In order to move from one home base to another, animals must expend calories not only while moving but even before the dispersal when they invest in the development of the muscles needed to move. For example, if a cricket is to leave a deteriorating environment and move to a new and better place, it will need large flight muscles to fly away. Presumably, the calories and materials that go into flight muscle development and maintenance have to come out of the general energy budget of the animal. This means that other organ systems cannot develop as rapidly as they could otherwise, which may mean that the flight-capable individual is, in some other respects, less fit to survive.
Dispersing individuals not only have to pay energetic, developmental, and travel costs but are also more often exposed to predators—all of which raises the question, why are animals so often willing to leave home even when this means leaving a familiar, resource-rich location? This question is particularly pertinent for species in which some individuals disperse while others do not or do not disperse as far. One species in which some individuals travel farther than others is Belding’s ground squirrel. Young male squirrels travel about 150 meters from the burrow in which they were born, whereas young females usually settle down only 50 meters or so from where they were born. Why should young Belding’s ground squirrels disperse at all, and why should the males disperse farther than their sisters?
According to one argument, dispersal by juvenile animals of many species may be an adaptation against problems associated with inbreeding. When two closely related individuals mate, their offspring are more likely to manifest genetic diseases than are the offspring of genetically unrelated individuals, and as a result, inbreeding tends to produce animals that are less likely to survive to adulthood and reproduce. Dispersal of juveniles makes inbreeding less likely.
If avoidance of inbreeding is the point of dispersing, then one might expect as many female ground squirrels as males to travel 150 meters from their natal burrow. In fact females do not disperse as far as males, perhaps because the costs and benefits of dispersal differ for the two sexes. It has been suggested that the reproductive success of female Belding’s ground squirrels depends on their possession of a territory in which to rear their young. Female ground squirrels that remain near their birthplace enjoy assistance from their mothers in the defense of their burrows against rival females. Thus, the benefits of remaining on familiar ground are greater for females than for males.
There may, however, be another reason why male mammals disperse greater distances than females. The usual rule is that males, not females, fight with one another for access to mates, and, therefore, males that lose such conflicts may find it advantageous to move away from same-sex rivals that they cannot subdue. Although this hypothesis probably does not apply to Belding’s ground squirrels, since young males have not been seen fighting with older ones around the time of dispersal, the idea is more plausible with respect to some other species, such as lions.

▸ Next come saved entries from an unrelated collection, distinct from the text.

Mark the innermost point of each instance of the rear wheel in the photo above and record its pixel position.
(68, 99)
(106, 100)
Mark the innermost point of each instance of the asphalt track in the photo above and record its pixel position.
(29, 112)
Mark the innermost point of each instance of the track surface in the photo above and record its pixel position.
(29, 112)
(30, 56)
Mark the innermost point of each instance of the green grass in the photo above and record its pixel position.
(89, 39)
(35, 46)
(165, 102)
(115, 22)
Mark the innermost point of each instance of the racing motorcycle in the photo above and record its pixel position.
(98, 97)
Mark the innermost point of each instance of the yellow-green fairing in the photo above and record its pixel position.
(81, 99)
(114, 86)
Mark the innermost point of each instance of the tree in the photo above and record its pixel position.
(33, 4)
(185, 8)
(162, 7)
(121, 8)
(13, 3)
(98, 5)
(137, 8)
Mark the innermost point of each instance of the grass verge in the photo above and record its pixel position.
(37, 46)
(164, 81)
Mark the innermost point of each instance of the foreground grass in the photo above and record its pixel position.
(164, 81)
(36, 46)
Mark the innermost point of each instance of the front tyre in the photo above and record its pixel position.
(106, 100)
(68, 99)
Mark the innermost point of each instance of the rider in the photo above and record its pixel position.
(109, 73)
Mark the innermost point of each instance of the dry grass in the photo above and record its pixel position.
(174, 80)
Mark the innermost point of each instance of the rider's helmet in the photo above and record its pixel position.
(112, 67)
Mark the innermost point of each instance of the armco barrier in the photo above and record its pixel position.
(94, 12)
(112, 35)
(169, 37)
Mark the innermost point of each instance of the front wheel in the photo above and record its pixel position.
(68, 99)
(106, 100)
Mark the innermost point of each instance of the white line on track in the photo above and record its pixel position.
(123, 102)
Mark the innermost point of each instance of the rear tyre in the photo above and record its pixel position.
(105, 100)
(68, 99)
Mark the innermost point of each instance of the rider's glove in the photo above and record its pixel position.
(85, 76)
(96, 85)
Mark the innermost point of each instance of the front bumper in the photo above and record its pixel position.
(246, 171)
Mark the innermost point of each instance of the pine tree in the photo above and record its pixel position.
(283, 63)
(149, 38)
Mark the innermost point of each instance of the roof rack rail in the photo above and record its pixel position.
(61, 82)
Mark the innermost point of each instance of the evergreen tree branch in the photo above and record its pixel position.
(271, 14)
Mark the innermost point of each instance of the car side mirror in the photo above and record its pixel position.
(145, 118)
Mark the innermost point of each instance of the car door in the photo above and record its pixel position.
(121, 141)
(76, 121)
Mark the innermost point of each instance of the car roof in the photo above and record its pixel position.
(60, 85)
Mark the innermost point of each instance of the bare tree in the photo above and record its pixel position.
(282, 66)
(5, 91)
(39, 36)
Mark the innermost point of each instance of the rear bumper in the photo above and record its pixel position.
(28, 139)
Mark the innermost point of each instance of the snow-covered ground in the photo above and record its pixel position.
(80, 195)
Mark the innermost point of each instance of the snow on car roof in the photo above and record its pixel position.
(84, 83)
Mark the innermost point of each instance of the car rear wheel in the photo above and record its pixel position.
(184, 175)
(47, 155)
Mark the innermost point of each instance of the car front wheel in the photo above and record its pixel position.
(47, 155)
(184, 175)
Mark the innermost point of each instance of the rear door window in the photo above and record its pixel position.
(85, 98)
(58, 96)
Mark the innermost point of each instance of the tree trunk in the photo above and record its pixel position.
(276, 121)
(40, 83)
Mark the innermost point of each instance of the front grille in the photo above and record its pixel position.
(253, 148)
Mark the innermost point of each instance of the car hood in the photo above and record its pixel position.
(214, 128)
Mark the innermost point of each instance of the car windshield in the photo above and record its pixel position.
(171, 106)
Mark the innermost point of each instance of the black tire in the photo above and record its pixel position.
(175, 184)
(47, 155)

Lions live in large groups, or prides, from which young males disperse. In contrast, the daughters of the resident lionesses usually spend their entire lives close to where they were born. The sedentary females benefit from their familiarity with good hunting grounds and safe breeding dens in their natal territory, among other things. The departure of many young male lions coincides with the arrival of new mature males that violently displace the previous masters of the pride and chase off the males that are not yet adults in the pride as well. These observations support the mate-competition hypothesis for male dispersal. However, if young males are not evicted after a pride takeover, they often leave anyway without any coercion from adult males and without ever having attempted to mate with their female relatives. Moreover, mature males that have claimed a pride sometimes disperse again, expanding their range to add a second pride of females, at a time when their daughters in the first pride are becoming sexually mature. Inhibitions against inbreeding apparently exist in lions and cause males to leave home.